Le Majordome : un film politique antiraciste?

Un vendredi passé, j’ai enfin regardé Le Majordome, que j’ai bien aimé. Mais pour ceux qui commencent à me connaitre, vous savez que tout le culte que je pourrais vouer à une quelconque œuvre d’art ne m’empêchera pas d’avoir un raisonnement critique par rapport à celle-ci. Ainsi, c’est ce que je vais m’efforcer de faire avec cet énième film abordant la réalité de personnes noires.
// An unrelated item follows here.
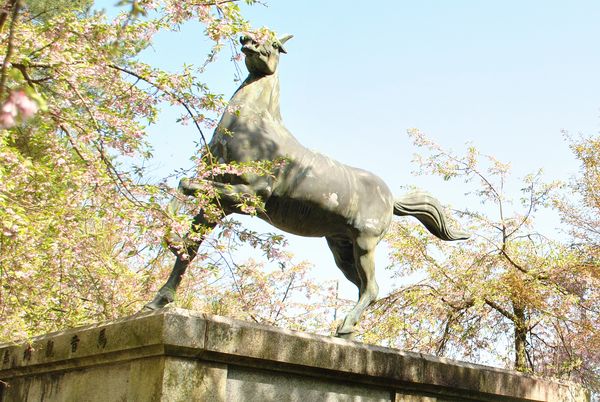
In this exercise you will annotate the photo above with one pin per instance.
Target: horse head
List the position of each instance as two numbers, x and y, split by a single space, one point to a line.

Cette fois, je vais agir différemment que pour ma critique sur OITNB où j’ai utilisé tout un corpus de critiques pour supporter mes propres impressions et opinions sur la série, critiques que j’avais lu avant de voir la série. J’ai pris soin ici de ne pas me documenter avant de rédiger cette critique, comme je ne voulais pas qu’on me parle du film avant que j’aille le voir – afin de ne pas être influencée. Dans cette optique donc, je vous livre aujourd’hui mes impressions brut de décoffrage sur Le Majordome, sur le contenu politique possible de ce film.

Attention, si vous ne voulez pas être spolié sur le film, je vous déconseille cette critique dans son intégralité, celle-ci s’adressant à un public averti, ayant vu le film.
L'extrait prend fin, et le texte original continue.